The US-Australia Net Zero Technology Acceleration Partnership was signed by Climate Change and Energy minister Chris Bowen and the United States Secretary of Energy Jennifer Granholm.
Minister Bowen said that the partnership was important to reach the climate targets of both countries.
“This partnership is a huge milestone in ramping up the US and Australia’s shared commitment to ambitious climate action and energy security. It prioritises not just development but deployment of the critical technologies that will underpin economic opportunity in the energy transformation of our two countries,” Minister Bowen said.
Secretary Granholm said the collaboration was the key to reaching ambitious emissions reduction targets. She also highlighted the need for a methane strategy, to prevent leakages and improve detection.
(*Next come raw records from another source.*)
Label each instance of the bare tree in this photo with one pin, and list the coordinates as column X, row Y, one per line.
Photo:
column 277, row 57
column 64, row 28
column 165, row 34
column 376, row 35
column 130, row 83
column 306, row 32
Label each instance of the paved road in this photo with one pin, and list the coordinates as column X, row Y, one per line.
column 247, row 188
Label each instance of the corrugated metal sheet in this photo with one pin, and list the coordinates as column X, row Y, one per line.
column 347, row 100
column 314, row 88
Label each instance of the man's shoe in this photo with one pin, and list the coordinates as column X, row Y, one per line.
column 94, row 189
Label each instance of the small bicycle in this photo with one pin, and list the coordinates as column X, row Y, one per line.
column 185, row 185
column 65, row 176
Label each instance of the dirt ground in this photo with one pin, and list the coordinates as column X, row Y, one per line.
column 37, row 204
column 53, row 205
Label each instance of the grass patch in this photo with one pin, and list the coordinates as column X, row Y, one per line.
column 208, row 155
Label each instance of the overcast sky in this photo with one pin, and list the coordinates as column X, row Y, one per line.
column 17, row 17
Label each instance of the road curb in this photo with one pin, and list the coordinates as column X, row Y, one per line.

“None of us can achieve our goals without working together. [Australia has] got incredible assets and the resources and technology that we want to learn from. And I know that we have some resources and technology that would benefit Australia as well and I can’t tell you how close we are about this partnership,” Secretary Granholm said.
At an earlier panel, CSIRO chief executive Dr Larry Marshall said that Australia should leverage its fantastic research sector and not be afraid to back local innovation.
“Our biggest problem is our innovation dilemma … because we don’t back our own innovations, generally they have to go overseas to be supported, Dr Marshall said.
“And we can’t make this massive transition, bigger than anything any of us have ever lived through if we don’t change that. But I believe we can do that and therefore we can invent many of those missing technologies those capabilities here in Australia,” he said.
NREL deputy laboratory director for science and technology and chief research officer Dr Peter Green said that the four focus areas under the MOU will be hydrogen, global power system transformation, plastics, and an accelerator/incubator program for small to medium-sized enterprises.
Dr Marshall said that the MOU builds on existing collaboration between the two organisations on solar, energy resilience, and plastics research. The organisations are also members of the Global Power System Transformation Alliance.
During the opening speech of the conference, Prime Minister Anthony Albanese cited figures from the International Energy Agency that stated around half of the technology to reach net zero already exists but the rest still needs to be developed.
There are 17 national laboratories under the United State Department of Energy that make up the country’s federal research system.
The United States’ 2030 emissions target is to reach a 50-52 per cent reduction compared to 2005 levels while the Australian target was recently revised to 43 per cent, up from the 28 per cent target set under the Coalition government.
The Australian federal government also announced today that it has joined the Minerals Security Partnership alongside the United States, Canada, Finland, France, Germany, Japan, the Republic of Korea, Sweden, the United Kingdom and the European Commission.
This was initially announced by the United States federal government last month during the Prospectors and Developers Association of Canada convention, which is the largest mining event in the world. The United States Department of State says the partnership will focus on ensuring partner countries are able to fully capitalise on their metal reserves.
The announcement followed a meeting between Minister King and Secretary Granholm to discuss the importance of critical minerals to the clean energy transition.
“My discussions with Secretary Granholm were extremely positive, and underlined how Australia and the United States can work together to further the development of critical minerals and to diversify global supply chains,” Minister King said.
“We agree that ongoing and secure supplies of critical minerals will be crucial to the modern renewable technologies that will ultimately help our two countries, and the world, achieve our net-zero ambitions.”
Australia holds huge reserves of minerals critical to the development of zero emissions technology. The country holds 22 per cent of the world’s nickel reserves and 20 per cent of the world’s cobalt reserves. Western Australia alone accounts for 50 per cent of the world’s output of lithium.
Last week, Foreign Minister Penny Wong announced that the ‘ambitious world’s-first’ Green Economy Partnership with Singapore would be finalised by the end of this year.